Menyusul pernyataan Takaichi tersebut, Sabtu, (8/11/2025), Xue Jian, Konsul Jenderal China di kota Osaka, Jepang, membagikan ulang sebuah artikel berita tentang pernyataan parlemen Takaichi tentang X. Namun, ia juga menambahkan komentarnya sendiri bahwa "kepala kotor yang menancap di dalamnya harus dipenggal".
Tokyo mengajukan protes kepada Tiongkok atas pernyataan Xue, sementara Beijing mengajukan protesnya sendiri kepada Jepang atas pernyataan Takaichi.
Unggahan Xue telah dihapus - tetapi ketegangan akibat perdebatan sengit tersebut belum mereda.
Pada Selasa, (11/11/2025) Takaichi menolak untuk menarik kembali pernyataannya, yang ia bela karena dianggap "konsisten dengan posisi tradisional pemerintah". Namun, ia mencatat bahwa ia akan berhati-hati dalam mengomentari skenario tertentu mulai sekarang.

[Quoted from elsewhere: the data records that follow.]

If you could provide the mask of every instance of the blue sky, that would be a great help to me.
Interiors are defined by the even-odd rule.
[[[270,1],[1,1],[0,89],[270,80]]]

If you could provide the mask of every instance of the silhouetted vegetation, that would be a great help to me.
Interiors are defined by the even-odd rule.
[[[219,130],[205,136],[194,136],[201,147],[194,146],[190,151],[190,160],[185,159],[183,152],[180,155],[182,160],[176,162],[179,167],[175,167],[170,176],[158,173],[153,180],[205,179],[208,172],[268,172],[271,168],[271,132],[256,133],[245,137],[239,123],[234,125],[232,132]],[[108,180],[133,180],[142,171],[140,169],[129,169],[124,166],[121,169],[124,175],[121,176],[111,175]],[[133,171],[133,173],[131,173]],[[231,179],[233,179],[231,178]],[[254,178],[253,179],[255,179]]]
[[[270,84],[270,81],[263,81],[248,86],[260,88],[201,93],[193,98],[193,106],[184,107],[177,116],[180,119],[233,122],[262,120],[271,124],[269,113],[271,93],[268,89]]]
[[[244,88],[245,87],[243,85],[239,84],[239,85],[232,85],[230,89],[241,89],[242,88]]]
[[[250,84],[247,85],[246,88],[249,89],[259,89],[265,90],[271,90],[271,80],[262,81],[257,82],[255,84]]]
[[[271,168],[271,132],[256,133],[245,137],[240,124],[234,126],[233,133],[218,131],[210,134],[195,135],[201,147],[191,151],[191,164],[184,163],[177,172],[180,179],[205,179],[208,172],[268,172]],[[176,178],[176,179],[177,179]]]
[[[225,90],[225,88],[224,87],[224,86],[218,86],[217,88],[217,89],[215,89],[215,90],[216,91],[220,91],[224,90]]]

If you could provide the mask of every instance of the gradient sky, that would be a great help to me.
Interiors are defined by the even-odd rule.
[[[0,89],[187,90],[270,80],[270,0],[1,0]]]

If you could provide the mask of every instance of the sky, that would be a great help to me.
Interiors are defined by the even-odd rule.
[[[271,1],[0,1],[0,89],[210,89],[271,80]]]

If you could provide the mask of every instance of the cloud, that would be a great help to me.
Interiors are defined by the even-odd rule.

Kemudian pada Kamis, (13/11/2025) Kementerian Luar Negeri China mengunggah postingan dalam bahasa Jepang dan Inggris di akun X-nya, memperingatkan Jepang untuk "berhenti bermain api" dan menambahkan bahwa akan menjadi "tindakan agresi" jika Jepang "berani ikut campur dalam situasi lintas Selat".
Wakil Menteri Luar Negeri China, Sun Weidong, juga memanggil duta besar Jepang untuk China pada hari yang sama untuk menyampaikan ketidaksenangan mereka.
Selama beberapa dekade, ambiguitas ini membuat China terus menebak-nebak—suatu bentuk pencegahan—sementara masih memberi ruang bagi hubungan ekonomi untuk berkembang.
Sikap resmi pemerintah Jepang adalah berharap masalah Taiwan dapat diselesaikan secara damai melalui dialog—dan para pejabat Jepang biasanya menghindari penyebutan Taiwan dalam diskusi publik tentang keamanan.
Dalam beberapa kesempatan, mereka selalu mendapat teguran keras dari Beijing.
Pada 2021, ketika Wakil Perdana Menteri Taro Aso saat itu mengatakan bahwa Jepang perlu membela Taiwan bersama Amerika Serikat (AS) jika terjadi invasi, Beijing mengecam pernyataannya dan meminta Jepang untuk "memperbaiki kesalahannya".
Dalam gejolak yang lebih baru ini, Kementerian Luar Negeri Tiongkok mengatakan bahwa pernyataan Takaichi merupakan "campur tangan besar-besaran dalam urusan dalam negeri Tiongkok".
"Taiwan adalah Taiwan-nya China," kata juru bicara Kementerian Luar Negeri Lin Jian dalam jumpa pers pada Senin, (10/11/2025) seraya menambahkan bahwa China tidak akan "menoleransi campur tangan asing apa pun" dalam masalah ini.